I have problem. I've calculated memory complexity of my algorithm. In exchange of very good time complexity of my algorithm, I have memory complexity $x!$, where $x$ is number of elements my algorithm gets.

Number of numbers I can easily store equals $2^{22000000}$. How many elements can my algorithm accept?

$x!=2^{22000000}$

How can I solve it? I've tried several calculators (even wolfram alpha), but no calculator was able to solve it. I've tried to use Stirling approximation ( Solving equations with factorials? ), but the number is just too big.

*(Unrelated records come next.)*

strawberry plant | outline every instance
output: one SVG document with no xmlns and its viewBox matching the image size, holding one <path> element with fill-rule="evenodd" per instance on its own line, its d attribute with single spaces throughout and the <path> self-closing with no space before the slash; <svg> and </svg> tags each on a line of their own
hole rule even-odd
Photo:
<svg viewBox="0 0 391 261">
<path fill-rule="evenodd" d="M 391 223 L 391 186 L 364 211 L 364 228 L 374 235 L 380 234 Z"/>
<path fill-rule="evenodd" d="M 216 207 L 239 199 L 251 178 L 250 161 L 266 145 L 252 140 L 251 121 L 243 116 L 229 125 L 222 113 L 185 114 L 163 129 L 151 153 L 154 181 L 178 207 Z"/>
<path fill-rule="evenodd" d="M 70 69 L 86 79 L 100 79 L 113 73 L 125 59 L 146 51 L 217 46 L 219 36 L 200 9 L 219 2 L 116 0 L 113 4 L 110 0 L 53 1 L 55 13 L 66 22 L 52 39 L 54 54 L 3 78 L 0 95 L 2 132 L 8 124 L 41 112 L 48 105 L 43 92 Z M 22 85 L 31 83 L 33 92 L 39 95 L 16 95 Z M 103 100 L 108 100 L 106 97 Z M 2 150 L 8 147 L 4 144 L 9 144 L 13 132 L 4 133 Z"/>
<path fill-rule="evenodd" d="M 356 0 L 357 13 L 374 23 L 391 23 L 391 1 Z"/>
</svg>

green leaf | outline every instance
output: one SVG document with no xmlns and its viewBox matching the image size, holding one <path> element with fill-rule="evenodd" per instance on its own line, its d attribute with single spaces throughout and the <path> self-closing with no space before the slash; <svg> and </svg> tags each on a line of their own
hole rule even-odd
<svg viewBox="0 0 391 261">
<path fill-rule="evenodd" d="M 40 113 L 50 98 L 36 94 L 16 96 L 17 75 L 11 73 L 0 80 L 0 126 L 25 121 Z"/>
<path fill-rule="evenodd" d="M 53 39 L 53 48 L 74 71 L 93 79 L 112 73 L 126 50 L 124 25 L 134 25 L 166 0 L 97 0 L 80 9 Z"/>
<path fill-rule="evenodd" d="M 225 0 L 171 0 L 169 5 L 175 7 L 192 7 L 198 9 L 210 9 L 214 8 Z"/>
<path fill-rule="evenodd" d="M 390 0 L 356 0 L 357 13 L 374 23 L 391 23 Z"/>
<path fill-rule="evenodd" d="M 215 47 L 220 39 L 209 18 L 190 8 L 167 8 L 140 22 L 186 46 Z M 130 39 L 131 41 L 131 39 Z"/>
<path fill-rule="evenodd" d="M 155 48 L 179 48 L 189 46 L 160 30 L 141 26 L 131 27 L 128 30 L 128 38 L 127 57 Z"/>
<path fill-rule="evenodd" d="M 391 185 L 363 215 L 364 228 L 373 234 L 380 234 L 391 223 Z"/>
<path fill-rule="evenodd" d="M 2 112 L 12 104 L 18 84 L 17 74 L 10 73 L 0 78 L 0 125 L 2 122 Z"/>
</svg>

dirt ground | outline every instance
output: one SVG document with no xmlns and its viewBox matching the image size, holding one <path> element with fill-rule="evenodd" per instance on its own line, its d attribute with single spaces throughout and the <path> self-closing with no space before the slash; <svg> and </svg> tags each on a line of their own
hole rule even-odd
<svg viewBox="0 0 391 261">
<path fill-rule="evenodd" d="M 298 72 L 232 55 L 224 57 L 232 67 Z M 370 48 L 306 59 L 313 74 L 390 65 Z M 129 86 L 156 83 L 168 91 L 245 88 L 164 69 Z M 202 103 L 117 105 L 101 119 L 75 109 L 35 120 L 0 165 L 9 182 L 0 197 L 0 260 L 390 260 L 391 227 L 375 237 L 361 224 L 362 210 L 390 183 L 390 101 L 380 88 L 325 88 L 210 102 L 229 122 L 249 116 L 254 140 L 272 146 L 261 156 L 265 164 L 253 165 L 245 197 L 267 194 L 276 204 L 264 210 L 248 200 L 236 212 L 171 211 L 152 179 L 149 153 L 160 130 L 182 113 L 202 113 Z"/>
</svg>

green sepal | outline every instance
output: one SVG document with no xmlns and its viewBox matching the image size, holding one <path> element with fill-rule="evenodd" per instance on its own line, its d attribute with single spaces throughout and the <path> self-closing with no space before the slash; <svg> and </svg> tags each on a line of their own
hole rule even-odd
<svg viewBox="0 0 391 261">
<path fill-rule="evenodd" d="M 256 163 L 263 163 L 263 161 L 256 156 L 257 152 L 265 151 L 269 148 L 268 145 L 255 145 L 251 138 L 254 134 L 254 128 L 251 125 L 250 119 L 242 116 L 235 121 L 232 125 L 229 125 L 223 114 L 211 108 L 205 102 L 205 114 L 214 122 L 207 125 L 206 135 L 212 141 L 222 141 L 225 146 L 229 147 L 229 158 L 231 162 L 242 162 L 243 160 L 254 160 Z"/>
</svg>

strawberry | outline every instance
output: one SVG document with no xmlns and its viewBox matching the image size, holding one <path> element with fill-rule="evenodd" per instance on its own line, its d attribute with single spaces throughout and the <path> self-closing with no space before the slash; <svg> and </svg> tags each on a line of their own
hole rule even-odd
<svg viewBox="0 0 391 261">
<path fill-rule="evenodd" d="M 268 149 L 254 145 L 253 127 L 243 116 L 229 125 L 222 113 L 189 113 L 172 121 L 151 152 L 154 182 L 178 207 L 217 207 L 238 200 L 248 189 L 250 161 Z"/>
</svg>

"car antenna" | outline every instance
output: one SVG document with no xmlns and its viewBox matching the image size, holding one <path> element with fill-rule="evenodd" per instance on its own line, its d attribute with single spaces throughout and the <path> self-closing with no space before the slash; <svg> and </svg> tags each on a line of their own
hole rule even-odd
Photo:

Do you know some online calculator that would be powerfull enough to calculate it? Or some other method to calculate it? I do not need exact number, I just want to know how big the number is (if I could tell number of digits in the number, it would be great).

Thanks, Peter

Answer 1

In this answer is given the approximation $$ n\sim e\exp\left(\operatorname{W}\left(\frac1{e}\log\left(\frac{n!}{\sqrt{2\pi}}\right)\right)\right)-\frac12 $$ Plugging in $n!=2^{22000000}$, we get $n\approx1175108.4$. Then $$ 1175108!\approx2^{21999991.937} $$ and $$ 1175109!\approx2^{22000012.101} $$

Answer 2

A quick and dirty approximation.

Considering the function $\log_2(x!)$ for $10^3 \leq x \leq 10^6$ (by steps of $10^3$) and considering a totally empirical model $a+b x^c$, a non linear regression gave $$\begin{array}{clclclclc} \text{} & \text{Estimate} & \text{Standard Error} & \text{Confidence Interval} \\ a & -24230.2 & 415.912 & \{-25046,-23414\} \\ b & 6.22383 & 0.005670 & \{6.21271,6.23496\} \\ c & 1.07893 & 0.000065 & \{1.07880,1.07905\} \\ \end{array}$$ So, if $x!=2^k$, the solution will be $$x=0.183666 (k+24230.2)^{0.926847}$$ For $k=22 \times 10^6$, this would lead to $x=1.17429\times 10^6$ which is not too bad compared to gammatester's exact result.

Edit after robjohn's answer

Remembering that $z=W(z)\, e^{W(z)}$ and taking into account that equation $x!=2^k$ has to be solved for large values of $k$, we can make good approximations defining $$z=\frac{2k \log(2)-\log(2\pi)}{2e}\qquad L_1=\log(z)\qquad L_2=\log(L_1)$$ and use the truncated expansion given here to get $$x\approx \frac{e z} {L_1-L_2+\frac{L_2}{L_1}+\frac{L_2(L_2-2)}{2L_1^2}+\frac {L_2(6-9L_2+2L_2^2)}{6L_1^3}}-\frac 12$$ which, for $k=22 \times 10^6$, would lead to $x=1175102$. Adding the next terms of the given expansion would lead to more accurate values.